Surfing The Pass, Byron Bay





















Last year at this time none of us had ever been on a surfboard apart from Michael (12 years prior when he lived in LA, but that was a lifetime ago!). When we set off on this adventure we had no idea that surfing would become a guiding theme, leading us in directions we might never have otherwise gone.

It all started with a few surf lessons in Brazil. The next thing we knew we were buying wetsuits and a ‘foamie’ to surf the chilly waters of Uruguay. Then we were rearranging our flights and searching for spots with the best waves in Chile. Back in July when we booked a campervan to tour New Zealand we never imagined it would become a ‘surf-mobile,’ but there we were each day, reading wave reports on our phones and seeking out random surf spots in far off corners of the country. Cut to today and we have three surfboards in our ‘quiver’ that are almost always on our roof rack (you never know when you might happen upon a break in Australia). And as we make our way through the airports our modest stash of luggage has been supersized by two giant board bags, making the rounds with us.

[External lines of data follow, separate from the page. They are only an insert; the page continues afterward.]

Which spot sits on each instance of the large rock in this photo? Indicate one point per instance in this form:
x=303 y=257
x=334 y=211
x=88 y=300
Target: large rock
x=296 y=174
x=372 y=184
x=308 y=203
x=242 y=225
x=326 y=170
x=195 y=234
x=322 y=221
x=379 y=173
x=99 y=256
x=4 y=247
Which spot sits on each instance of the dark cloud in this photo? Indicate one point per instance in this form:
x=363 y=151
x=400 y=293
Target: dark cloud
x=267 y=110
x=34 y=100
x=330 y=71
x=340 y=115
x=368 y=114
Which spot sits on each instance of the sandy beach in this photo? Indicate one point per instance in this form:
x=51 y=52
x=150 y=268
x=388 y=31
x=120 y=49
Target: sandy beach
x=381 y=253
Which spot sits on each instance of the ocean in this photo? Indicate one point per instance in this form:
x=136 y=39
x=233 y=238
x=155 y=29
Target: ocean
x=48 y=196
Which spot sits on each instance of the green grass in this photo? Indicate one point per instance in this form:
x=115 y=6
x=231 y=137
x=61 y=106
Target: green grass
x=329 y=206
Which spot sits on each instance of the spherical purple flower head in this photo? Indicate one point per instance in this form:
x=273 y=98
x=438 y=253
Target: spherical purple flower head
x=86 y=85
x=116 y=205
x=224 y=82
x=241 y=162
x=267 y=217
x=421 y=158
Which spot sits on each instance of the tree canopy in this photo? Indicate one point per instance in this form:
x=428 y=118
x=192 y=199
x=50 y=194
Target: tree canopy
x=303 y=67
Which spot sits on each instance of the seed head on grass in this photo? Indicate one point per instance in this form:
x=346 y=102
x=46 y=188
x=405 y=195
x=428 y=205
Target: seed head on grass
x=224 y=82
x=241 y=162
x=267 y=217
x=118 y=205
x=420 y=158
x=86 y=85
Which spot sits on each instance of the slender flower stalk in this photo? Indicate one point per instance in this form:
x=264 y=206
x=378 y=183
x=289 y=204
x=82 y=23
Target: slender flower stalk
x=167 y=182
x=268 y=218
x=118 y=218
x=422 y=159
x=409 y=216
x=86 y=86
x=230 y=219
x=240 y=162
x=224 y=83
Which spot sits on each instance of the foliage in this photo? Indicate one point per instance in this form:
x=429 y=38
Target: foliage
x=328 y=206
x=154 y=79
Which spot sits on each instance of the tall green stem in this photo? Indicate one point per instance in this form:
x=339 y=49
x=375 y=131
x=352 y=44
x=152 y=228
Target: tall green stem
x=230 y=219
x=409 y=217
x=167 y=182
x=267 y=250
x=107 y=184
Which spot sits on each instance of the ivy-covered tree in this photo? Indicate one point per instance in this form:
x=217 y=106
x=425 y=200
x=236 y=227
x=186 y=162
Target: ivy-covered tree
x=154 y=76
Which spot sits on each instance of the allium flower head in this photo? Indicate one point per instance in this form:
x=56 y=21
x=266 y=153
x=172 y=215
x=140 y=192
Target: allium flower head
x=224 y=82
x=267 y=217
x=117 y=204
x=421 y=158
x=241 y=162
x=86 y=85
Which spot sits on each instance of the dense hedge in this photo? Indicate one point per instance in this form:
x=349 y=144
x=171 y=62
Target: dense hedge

Easton told me the other day that he doesn’t remember what it was like to not be a surfer. It’s a passion that feels so natural he said it’s weird to think of himself as someone who had never surfed before–who didn’t know the feeling of riding a wave. Surfing has become such a huge part of his life in the past seven months that he no longer recognises the boy he used to be. We keep joking that with his sun-bleached hair, sun-kissed skin and ‘surfy’ vibe, nobody in London will recognise him either!

It’s not just Easton. Michael is equally obsessed, and Quin and Ivy, though less fanatical, get out on the waves nearly every time we go to the beach. Surfing has become a routine part of our daily schedule, with trips to the beach squeezed in on either side of our home-schooling lessons nearly every day (I have never heard Michael speak about wind direction and ocean swells with such concern as he does now, plotting out which beach to visit depending on the conditions).

Our favourite break has been The Pass in Byron Bay. It’s famous for its right-hand point break and consistently good waves, perfect for all abilities. We’d usually arrive to The Pass in the afternoon. We’d set up our camp on the small beach, lay out our big, stripy towel and kick off our shoes. Before I knew it the boys would be on the waves while the girls and I collected seashells or played in the tide pools, cheering the boys on each time they caught a wave. After a busy morning of house chores, work and homeschool, this was the perfect way to slow down and unwind for the afternoon. We’d usually watch the sun go down from our little perch on the beach, reminded of another day’s end and how lucky we are to be spending these days together as a family.


Raegan Glazner joined us at The Pass earlier this month for an interview feature in The Grace Tales and snapped these photos for us. I am so thankful to have these as a way to document our happy days in Byron Bay (and Easton is especially excited to have photos to show his friends!). Thank you, Raegan!

7 thoughts on “Surfing The Pass, Byron Bay

  1. I love to follow your travels! Can you tell me who makes your and Ivy’s swim cover ups? They look perfect for summer weather. Thanks and happy surfing

    • I was going to ask the same question Beth. Where are you beach dresses/kaftans from – they are adorable 😍

  2. It is curious how the place where you live can determine your life. It is curious that Easton barely remember the guy who he used to be 7 months ago, just because you had this wonderful idea to travel the world with your family. It is clear that this fantastic adventure have changed your life for the better …it Just makes me a little sad that you have to go back to London where the sun doesn’t shine so much and there’re not so many waves to ride … Or maybe you won’t be back ?? Enjoy every second, that’s seem magical!! Hugs!

    • London is amazing! I am always unsure as to why everyone talks about London in a negative way? There are TONS of things to do there, come rain or shine. Places like Australia however are amazing in the summer, but in the winter it is utterly boring, especially as everything is so out of reach and spread out.

  3. Have y’all given much thought to how you’ll handle Easton’s love of surfing once you’re back in London? Love these pictures, your trip and its accompanying stories!

  4. We took a 9 month road trip and it unpredictably morphed itself into a climbing trip, where different rock climbing spots started to dictate our travel, similarly bringing us places we didn’t expect to go. Traveling and sight-seeing are fun, but you almost need that extra hobby that adds problem solving and physical activity to the equation. And soon you don’t know what you’d do without it.